Calculate Order Request Metrics
Company: DoorDash
Role: Data Scientist
Category: Data Manipulation (SQL/Python)
Difficulty: hard
Interview Round: Onsite
You are working with DoorDash order and delivery-request data. Write SQL to answer the questions below.
Tables:
1. `orders`
- `order_id` BIGINT, primary key
- `customer_id` BIGINT
- `merchant_id` BIGINT
- `dasher_id` BIGINT, nullable until assigned
- `created_at_utc` TIMESTAMP, when the order was placed
- `delivered_at_utc` TIMESTAMP, when the order was delivered; null if not delivered
- `order_status` VARCHAR, values include `completed`, `cancelled`, and `refunded`
2. `delivery_requests`
- `request_id` BIGINT, primary key
- `order_id` BIGINT, foreign key to `orders.order_id`
- `dasher_id` BIGINT, Dasher who received the offer
- `requested_at_utc` TIMESTAMP, when the offer/request was sent
- `offer_amount_cents` INTEGER, guaranteed offer amount shown to the Dasher
- `request_status` VARCHAR, values include `accepted`, `declined`, `expired`, and `cancelled`
Relationship and assumptions:
- One order can have zero or more delivery requests.
- Requests for the same order should be ordered by `requested_at_utc`, breaking ties by `request_id`.
- Analyze completed orders whose `created_at_utc` falls in a parameterized window `[start_ts_utc, end_ts_utc)`.
- All timestamps are stored in UTC. If a business-day filter is needed, convert to the `America/Los_Angeles` timezone before filtering.
- Parameters: `late_threshold_minutes` and `request_threshold`.
Questions:
1. Calculate the percentage of completed orders that were late, where a late order is defined as an order whose delivery time is more than `late_threshold_minutes` after `created_at_utc`.
- Required output columns: `total_completed_orders`, `late_orders`, `pct_late_orders`.
2. Calculate the percentage of completed orders that had at least `request_threshold` delivery requests. Also calculate the average number of delivery requests per completed order.
- Include completed orders with zero requests in the denominator.
- Required output columns: `total_completed_orders`, `orders_with_at_least_threshold_requests`, `pct_orders_with_at_least_threshold_requests`, `avg_requests_per_order`.
3. Calculate the percentage of completed orders that had at least one offer increase. An offer increase occurs when a request's `offer_amount_cents` is greater than the immediately previous request's `offer_amount_cents` for the same order.

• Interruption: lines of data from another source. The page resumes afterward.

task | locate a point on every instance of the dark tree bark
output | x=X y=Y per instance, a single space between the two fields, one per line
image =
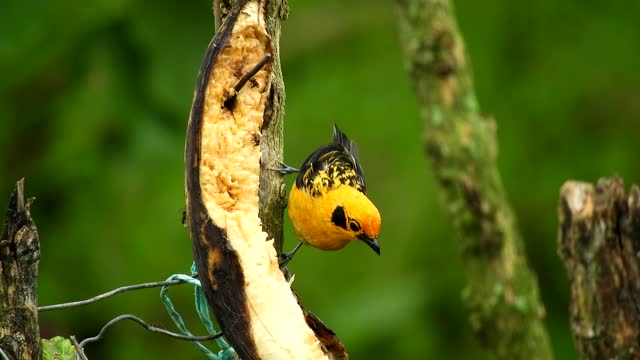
x=505 y=310
x=19 y=257
x=599 y=243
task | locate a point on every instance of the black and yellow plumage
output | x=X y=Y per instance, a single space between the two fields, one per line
x=328 y=205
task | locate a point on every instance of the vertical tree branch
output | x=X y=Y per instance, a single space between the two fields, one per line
x=599 y=243
x=19 y=257
x=272 y=186
x=502 y=294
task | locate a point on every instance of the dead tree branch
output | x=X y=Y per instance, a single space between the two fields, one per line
x=599 y=243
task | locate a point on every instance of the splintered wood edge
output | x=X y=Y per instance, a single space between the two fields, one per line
x=236 y=263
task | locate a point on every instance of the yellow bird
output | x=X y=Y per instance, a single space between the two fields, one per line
x=328 y=205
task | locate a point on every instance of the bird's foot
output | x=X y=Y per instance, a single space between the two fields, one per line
x=284 y=169
x=288 y=256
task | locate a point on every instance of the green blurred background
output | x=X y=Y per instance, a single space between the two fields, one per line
x=94 y=99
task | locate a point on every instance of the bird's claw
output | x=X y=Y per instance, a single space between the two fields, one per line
x=288 y=256
x=284 y=169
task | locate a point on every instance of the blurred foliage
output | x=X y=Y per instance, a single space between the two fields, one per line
x=94 y=99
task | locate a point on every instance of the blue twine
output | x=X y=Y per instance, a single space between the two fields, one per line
x=226 y=352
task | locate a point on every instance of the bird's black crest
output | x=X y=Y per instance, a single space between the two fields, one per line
x=334 y=164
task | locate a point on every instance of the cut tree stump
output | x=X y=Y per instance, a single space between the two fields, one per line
x=19 y=257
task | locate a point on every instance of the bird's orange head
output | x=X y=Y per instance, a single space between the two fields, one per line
x=358 y=217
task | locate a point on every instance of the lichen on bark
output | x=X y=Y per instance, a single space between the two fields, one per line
x=502 y=297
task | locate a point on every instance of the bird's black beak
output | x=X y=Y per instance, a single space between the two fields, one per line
x=371 y=242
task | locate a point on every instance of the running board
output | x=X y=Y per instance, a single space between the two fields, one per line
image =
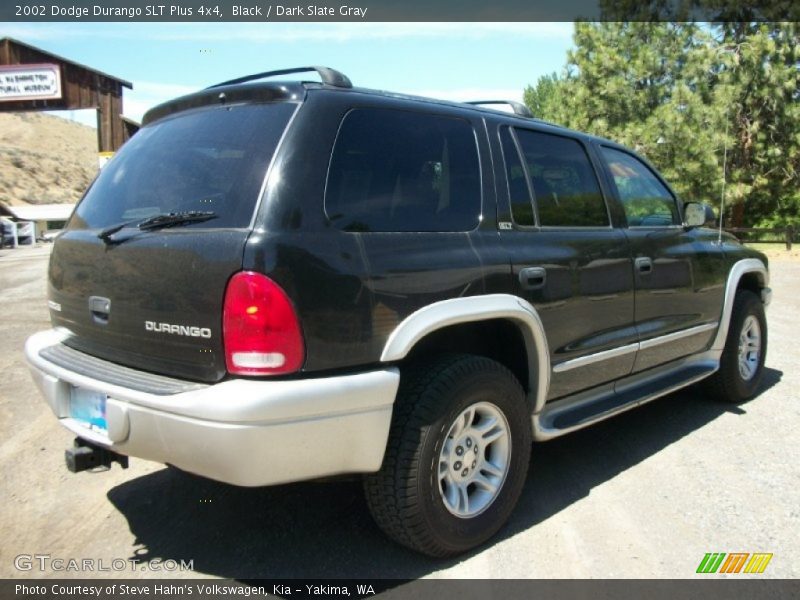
x=584 y=409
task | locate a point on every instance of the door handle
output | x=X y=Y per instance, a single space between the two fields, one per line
x=644 y=264
x=532 y=278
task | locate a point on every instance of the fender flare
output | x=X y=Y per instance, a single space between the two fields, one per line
x=739 y=269
x=471 y=309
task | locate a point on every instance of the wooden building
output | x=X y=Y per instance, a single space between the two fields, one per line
x=33 y=79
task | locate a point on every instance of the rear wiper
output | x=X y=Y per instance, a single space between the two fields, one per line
x=158 y=221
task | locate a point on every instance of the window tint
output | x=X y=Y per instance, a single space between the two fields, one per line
x=209 y=160
x=518 y=192
x=565 y=187
x=395 y=170
x=646 y=201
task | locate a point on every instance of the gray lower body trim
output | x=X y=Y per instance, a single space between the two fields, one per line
x=630 y=348
x=242 y=431
x=586 y=408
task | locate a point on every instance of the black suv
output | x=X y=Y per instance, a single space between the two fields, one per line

- Also calculate the average percentage offer increase across positive increase events, defined as `(current_offer_amount_cents - previous_offer_amount_cents) / previous_offer_amount_cents`.
- Exclude transitions where the previous offer amount is null or zero from the percentage-increase calculation.
- Required output columns: `total_completed_orders`, `orders_with_offer_increase`, `pct_orders_with_offer_increase`, `avg_pct_offer_increase`.
Return one query or a set of queries that produces these outputs.
Quick Answer: This question evaluates SQL and data-manipulation competencies for computing order-level metrics, including aggregations, joins, windowed event sequencing, timestamp/timezone handling, and NULL-aware comparisons.